Unterstützung von den Grünen Abbau von Steuerbegünstigungen

Gegen den Widerstand der Autobranche und des Mittelstandes hat das Kabinett gestern beschlossen, das Dienstwagen-Steuerprivileg für Selbstständige und Freiberufler zu verschärfen. Doch Finanzminister Peer Steinbrück (SPD) geht der Beschluss nicht weit genug. Er favorisiert offenbar ein vollständiges Ende der Steuerbegünstigung.
Das Dienstwagen-Steuerprivileg für Selbstständige soll verschärft werden. Geht es nach Peer Steinbrück, soll die Regelung sogar noch weiter gefasst werden. Foto: dpa Quelle: dpa

Das Dienstwagen-Steuerprivileg für Selbstständige soll verschärft werden. Geht es nach Peer Steinbrück, soll die Regelung sogar noch weiter gefasst werden. Foto: dpa

(Foto: dpa)

HB BERLIN. Steinbrück erklärte der „Tageszeitung“, hier könnte man Milliarden sparen, doch das Thema sei sowohl in der Koalition als auch in der SPD umstritten.

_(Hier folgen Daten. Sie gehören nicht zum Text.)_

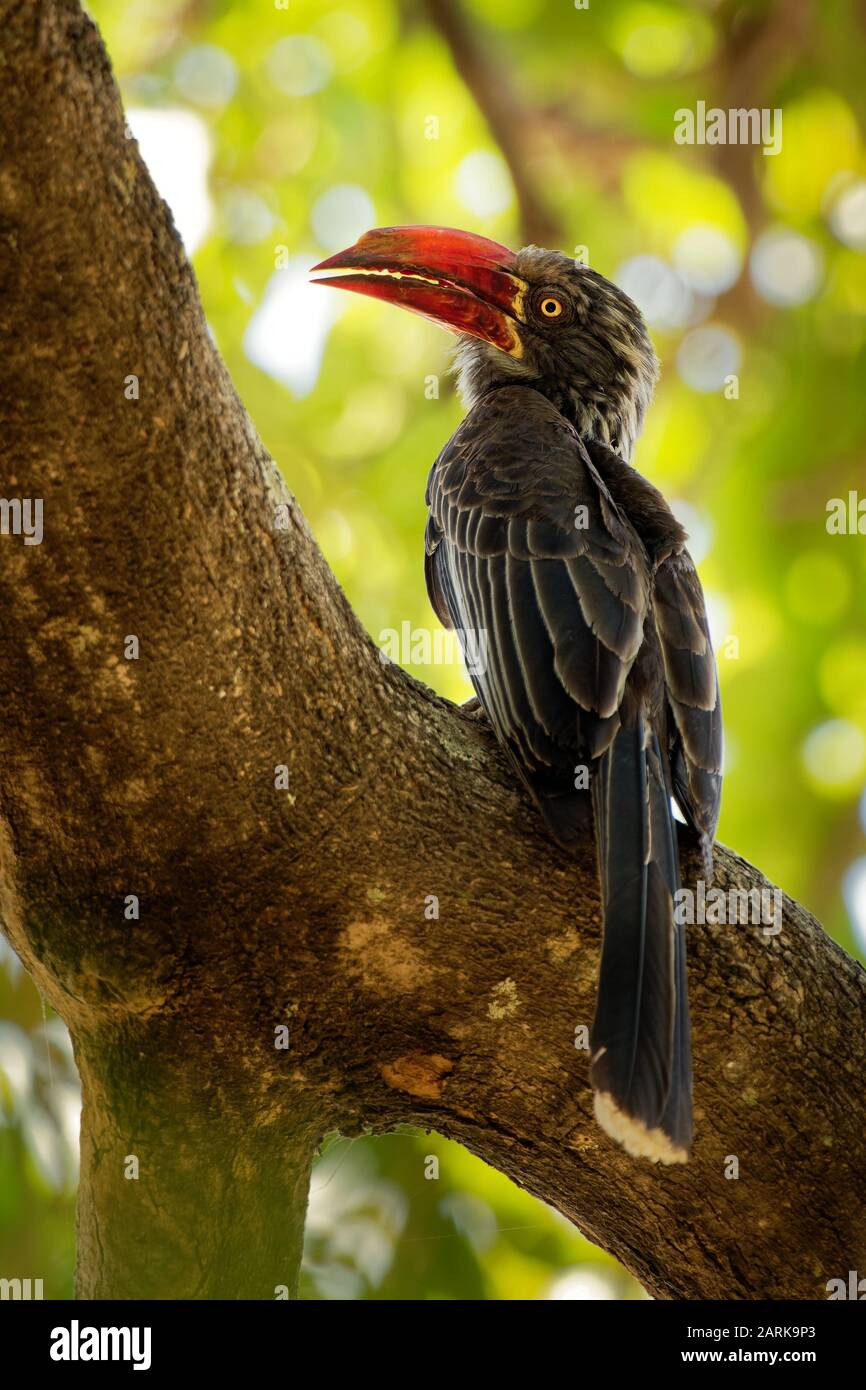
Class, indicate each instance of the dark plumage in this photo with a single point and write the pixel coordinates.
(544, 535)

Zudem habe die Automobilindustrie Druck gemacht gegen weitergehende Beschlüsse. „Allein in den letzten Tagen habe ich acht oder neun Briefe bekommen, die alle für die Streichung von Subventionen sind, aber bitte nicht in diesem Fall“, zitierte die „taz“ den SPD-Politiker.

Die Gesetzesänderung zu Dienstwagen, die gestern vom Kabinett auf den Weg gebracht wurde, betrifft anders als ursprünglich geplant nur Selbstständige wie etwa Handwerker, Freiberufler oder Gewerbetreibende. Um auch künftig in den Genuss des ermäßigten Steuersatzes zu kommen, müssen sie - möglicherweise mit einem Fahrtenbuch - nachweisen, dass sie den Dienstwagen zu mehr als 50 Prozent betrieblich nutzen. Der monatliche Steuersatz von einem Prozent des Listenpreises des Fahrzeuges bleibt unverändert.

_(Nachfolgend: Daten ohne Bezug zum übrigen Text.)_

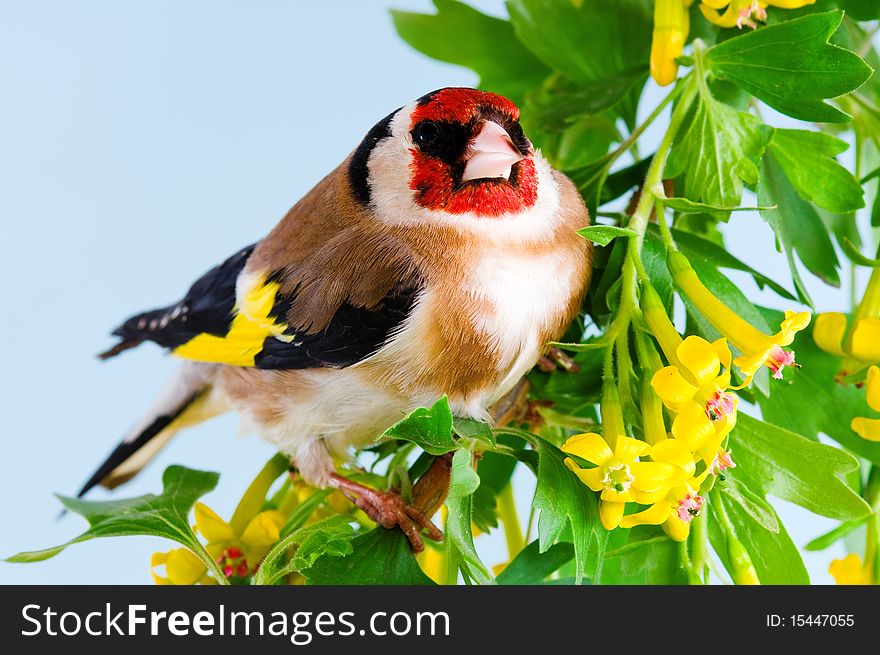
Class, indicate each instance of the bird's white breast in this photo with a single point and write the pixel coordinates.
(527, 293)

Für Fälle, in denen der Arbeitgeber seinem Arbeitnehmer ein Fahrzeug zur privaten Mitnutzung überlässt, ändert sich nichts. Arbeitnehmer müssen diesen Nachweis nicht erbringen, da der Gesetzgeber davon ausgeht, dass Dienstwagen hier auch tatsächlich für den Betrieb eingesetzt werden.

Genau dies kritisierten die Grünen als Ungleichbehandlung und kündigten an, im Gesetzgebungsverfahren eine einheitliche Reduzierung des Steuervorteils für alle Dienstwagennutzer gleichermaßen zu fordern. Für die FDP sind die Beschlüsse „nichts als Klein-klein“ und komplizieren das Steuerrecht nur noch mehr.

Insbesondere die deutschen Autobauer sind unzufrieden mit dem neuen Regelwerk. Ein VW-Sprecher sagte, konkret ließen sich die Auswirkungen auf den Absatz nicht beziffern. Aber dass Verbraucher durch jede neue steuerliche Belastung weiter verunsichert würden und dieses auch nicht ihre Konsumfreude fördere, liege auf der Hand. Bei Daimler-Chrysler hieß es: „Jede Verschlechterung der jetzigen Regelung sollte vermieden werden.“

Nach Darstellung des Verbandes der Automobilindustrie (VDA) widerspricht die neue Regelung dem erklärten Ziel der Regierung, Bürokratie abbauen zu wollen. Präsident Bernd Gottschalk sagte in Frankfurt/Main: „Darüber hinaus verteuert sie Firmenwagen und führt zur weiteren Verunsicherung gerade in einer Zeit, in der nichts dringlicher wäre als eine Verstetigung des Aufschwungs.“

Betroffen seien vor allem selbstständig Beschäftigte, darunter Handwerker, Gewerbetreibende, Monteure, Außendienstler und Freiberufler - also ein Personenkreis, der besonders auf Mobilität angewiesen sei. Nach Ansicht des Bundesverbands mittelständische Wirtschaft (BVMW) diskriminiert die Änderung vor allem Kleinunternehmer. Firmenwagen hingegen, die ein großes Unternehmen Mitarbeitern überlasse, seien von der Neuregelung nicht betroffen. Die neue Regel trete „die Steuergerechtigkeit mit Füßen“.